Second Step: Decant the Trust
The second step is for the attorney to prepare appropriate documents to decant the trust to change some or all of the terms by pouring the assets into a trust with different terms. This might include creating a new trust or otherwise might just use another pre-existing irrevocable trust as the recipient of the trust assets.
Move Trust to Nevada, then Decant It
Nevada, South Dakota, Alaska, and Delaware have historically been the so-called first-tier trust jurisdictions. This whitepaper will describe the benefits of moving a pre-existing irrevocable trust to the State of Nevada to then utilize Nevada’s flexible decanting statutes. Having some of the most flexible, easy-to-use, decanting statutes in the United States, Nevada received a Total Score of 99 out of a possible 100 on the 2019 Trust Decanting State Rankings Chart. [The chart at this link is updated on an annual basis.] Pursuant to the “First Step” as described above, the trust can be moved to Nevada to take advantage of these flexible, user-friendly laws.
Nevada Revised Statutes (“NRS”) Section 163.556(1) provides that, “[u]nless the terms of a testamentary instrument or irrevocable trust provide otherwise, a trustee with discretion or authority to distribute trust income or principal to or for a beneficiary of the trust may exercise such discretion or authority by appointing the property subject to such discretion or authority in favor of a second trust for the benefit of one or more of those beneficiaries.” This statute provides the general decanting authority.
One of the key advantages of Nevada law is that there is no requirement that the trustee must provide notice of the decanting to the beneficiaries, nor does the trustee need to provide copies of the pre-existing or proposed new trust to the beneficiaries. This is not intended to allow the trustee to violate his or her fiduciary duties, but since most people desire privacy, this is a huge advantage inherent in Nevada law.
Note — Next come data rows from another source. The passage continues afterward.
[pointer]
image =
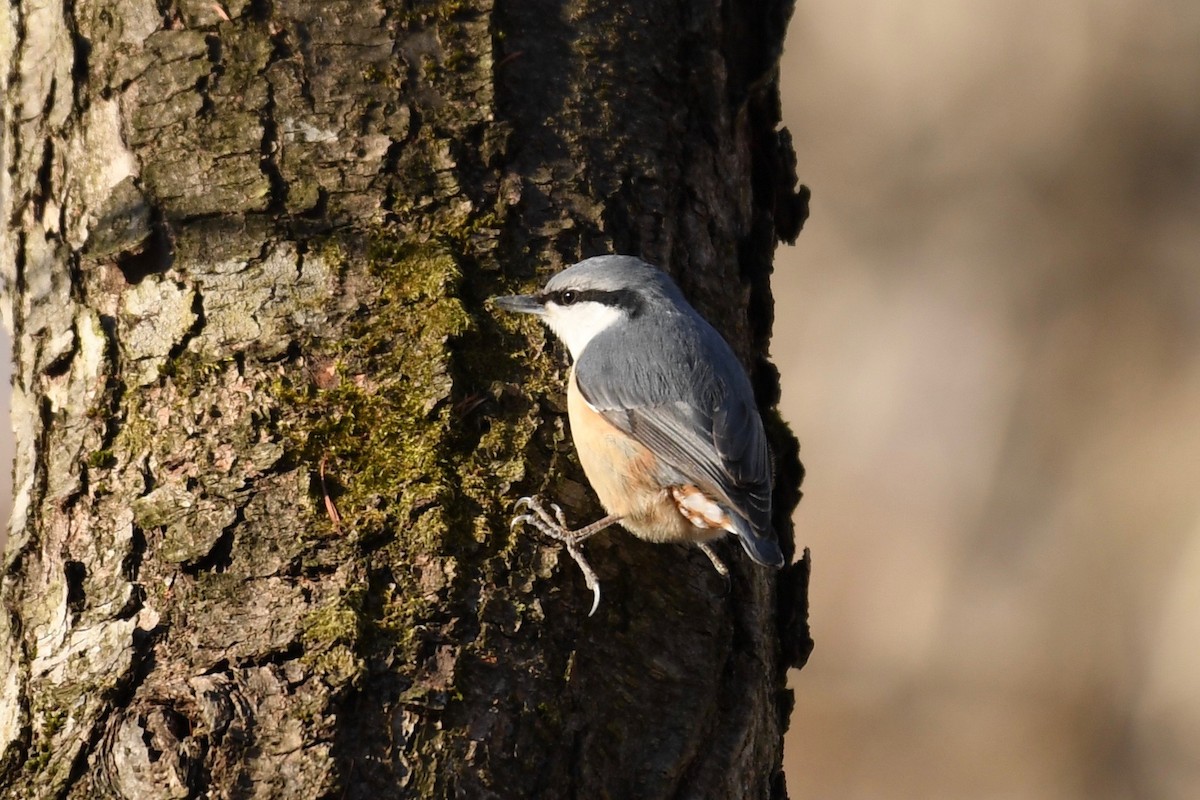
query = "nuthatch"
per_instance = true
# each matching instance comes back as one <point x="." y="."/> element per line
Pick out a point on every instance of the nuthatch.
<point x="661" y="414"/>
Pursuant to NRS Section 163(5), “[b]efore appointing property pursuant to subsection 1, a trustee may give notice of a proposed action… or may petition a court for approval…” [emphasis added] The discretion under Nevada law to provide notice or obtain court approval is important for a trustee who is concerned that the proposed modifications may violate the trustee’s fiduciary duties to one or more beneficiaries. Most other jurisdictions that have decanting statutes require notice to be given for every decanting.
Following are ten reasons to consider decanting an irrevocable trust:
1. Extending the term of the trust:
Many trusts are drafted to make mandatory distributions to the beneficiaries at staggered ages. This can make the trust assets liable for unnecessary estate taxes and make open the trust up to creditors and divorcing spouses of the beneficiaries. The trustee should consider decanting the trust into a long-term Dynasty Trust that lasts for multiple generations. However, the duration of the new Dynasty Trust must still be limited by the perpetuities period established in the preexisting trust. And for trusts moved from a longer-term Dynasty Trust jurisdiction, the decanted trust can continue to take advantage of the long term up to 365 years and also take advantage of other features of Nevada’s trust and tax laws.
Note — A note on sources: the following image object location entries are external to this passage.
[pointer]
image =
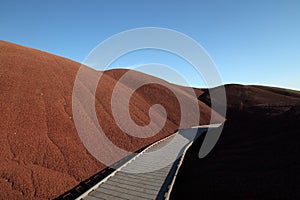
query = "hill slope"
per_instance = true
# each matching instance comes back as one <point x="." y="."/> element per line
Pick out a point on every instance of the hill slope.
<point x="41" y="154"/>
<point x="257" y="155"/>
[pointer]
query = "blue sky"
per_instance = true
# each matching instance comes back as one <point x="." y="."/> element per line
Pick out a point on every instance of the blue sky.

2. Changing a support trust into a discretionary trust:
Many trusts are drafted to give the trustee the power to make distributions to the beneficiaries for their health, education, maintenance, and support. These trusts are often called support trusts. Depending upon state statutes and case law, support trusts are often available to certain classes of creditors, including divorcing spouses. A discretionary trust, on the other hand, gives the trustee absolute discretion over distributions and thus generally protects the assets from all classes of creditors. Thus, decanting a support trust into a discretionary trust can be a valuable strategy.
3. Correcting drafting errors or ambiguous terms:
Many trusts have drafting errors or ambiguous terms that need to be fixed. Some trusts give a trust protector or independent trustee the power to fix these types of errors, while others do not. Decanting the trust into a new trust can cure these problems.
4. Changing the governing law of the trust:
Many trusts were established in a jurisdiction with a state income tax that can be avoided or bad creditor protection statutes or case law that can also be avoided. While many of these trusts have a provision allowing the trustee to move the trust to a different situs, many of them do not. This is easily solved by decanting the trust into a trust domiciled in a superior trust jurisdiction. This also includes the ability to decant a Dynasty Trust or Domestic Asset Protection Trust from one state to a state with superior laws. As one of the leading Dynasty Trust and Domestic Asset Protection Trust jurisdictions, decanting the trust under Nevada law can significantly improve a trust.
5. Modifying powers of appointment:
Many trusts do not contain powers of appointment which would enable a person to change the succeeding interests of the beneficiaries and how they receive the assets. In today’s planning world where the estate tax exemption is much higher than it had been in the past and in which income tax reduction has been so much more important, it is often also useful to be able to give a beneficiary a general power of appointment over certain trust assets in order to achieve a new income tax basis at that person’s death. This can be accomplished through decanting.
6. Changing trustee provisions:
Many trustee provisions do not allow for a succession of trustees or for a list of people who can name successors, while other trusts have a succession of trustees who the settlor may have wanted at the time the trust was established, but who would now not be selected by the settlor if the settlor could redo the trust today. This can be changed through decanting.
7. Combining trusts for greater efficiencies:
Many of our clients set up trusts at different times, and sometimes with different law firms over the years. Ultimately, the family has more trusts than are needed. If the trusts aren’t sufficiently similar enough to merge them, then they can be combined through decanting one trust into another or by decanting multiple trusts into a newly formed trust.
8. Separating trusts:
Many trusts have been drafted so the entire family benefits from one large pot trust. Although this sometimes makes sense in certain situations, more often than not it creates problems because different beneficiaries have different needs and different investment philosophies. A large pot trust can be decanted into separate trusts for each beneficiary so the beneficiaries have their own autonomy.
9. Creating a special needs trust:
It may not have been contemplated when the initial trust was drafted that there would be a beneficiary that has special needs and will require a trust that preserves eligibility for public benefits. A trust can be decanted to add this language.
10. Qualifying a trust to own S corporation stock:
Many trusts have been drafted without the trust scrivener contemplating the possibility that the trust would need to be able to own S corporation stock at some point. This includes other forms of business entities that elect to be taxed as an S corporation. If the trust agreement doesn’t give a trust protector or independent trustee the power to add such provisions, the trust can be decanted to add the provisions.
This list is not intended to be exhaustive. There are other reasons one may want to decant a trust. Decanting is perhaps the most underused tool in the estate planning industry in relation to the benefits and flexibilities it provides and likely will become more popular as more practitioners become aware of these opportunities.
Nevada Trustee Requirements
In order to take advantage of Nevada’s laws, at least one trustee generally must be a natural person residing in Nevada, a trust company that maintains an office in Nevada, or a bank that possesses trust powers and that maintains an office in Nevada. Individuals wishing to set up a Nevada trust who may not have any individual contacts in Nevada generally use a trust company based in Nevada to serve in that capacity.